これから宿坊を始められるお寺や神社は、こんな畳を導入してみるのもよいかもしれませんね!
棺に敷く『おくりたたみ』
葬儀やお墓、終活関連の業者が集まるエンディング産業展では、『おくりたたみ』という商品を見ることができました。
こちらは極東産機株式会社のブースに会ったもので、棺の中に敷くことができる葬祭用の畳です。畳の上で亡くなりたいというのは時々聞くフレーズですが、多くの方が病院のベッドで最期を迎える現代では簡単なことではありません。それをこうした畳を用いることで、温かみのあるお見送りにすることができます。

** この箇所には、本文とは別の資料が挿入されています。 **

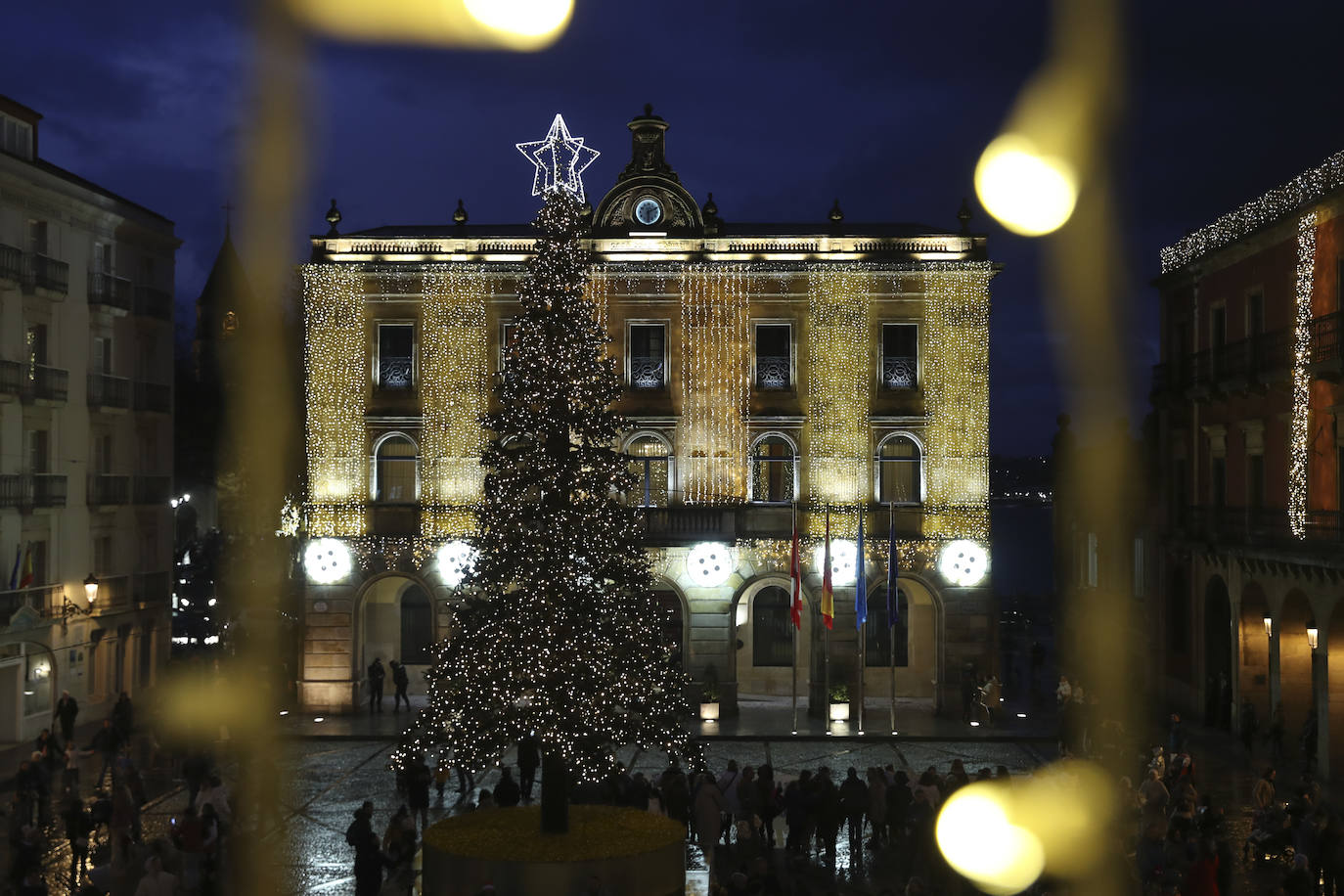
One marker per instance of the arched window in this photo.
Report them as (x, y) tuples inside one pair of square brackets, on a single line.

なお、このおくりたたみは年間に80000枚も採用されている実績があるとのことです。
畳の香りに包まれる『みどりのお棺』
死をテーマにしたイベントのデスフェスでは、い草で作られたお棺もありました。こちらは福岡県大川市の純国産い草を全面に使用し、株式会社doodeが企画・デザインされた製品です。
デザインも様々で、落ち着いた色調から明るめの柄が入ったものまで種類がありました。こちらもお棺自体が畳の香りに包まれるので、お別れの時間を優しく温かみある場にしてくれそうですね。
ということで、、、
畳ってそもそも和室が減っている中で、市場も右肩下がりの厳しい状況です。また使われている畳も国産から安い中国産などにシェアが移り変わっています。
ただやはり温かみのある感触とか、い草の香りなどは日本の風情を感じます。難しい状況の中でも頑張っている畳の生産業者や職人さんはいますので、頑張って頂けたらと思います。
もしも和室を新たに作るとか、そろそろ畳を変えなきゃと考えている方がいたら、ご一考されてみてはいかがでしょうか?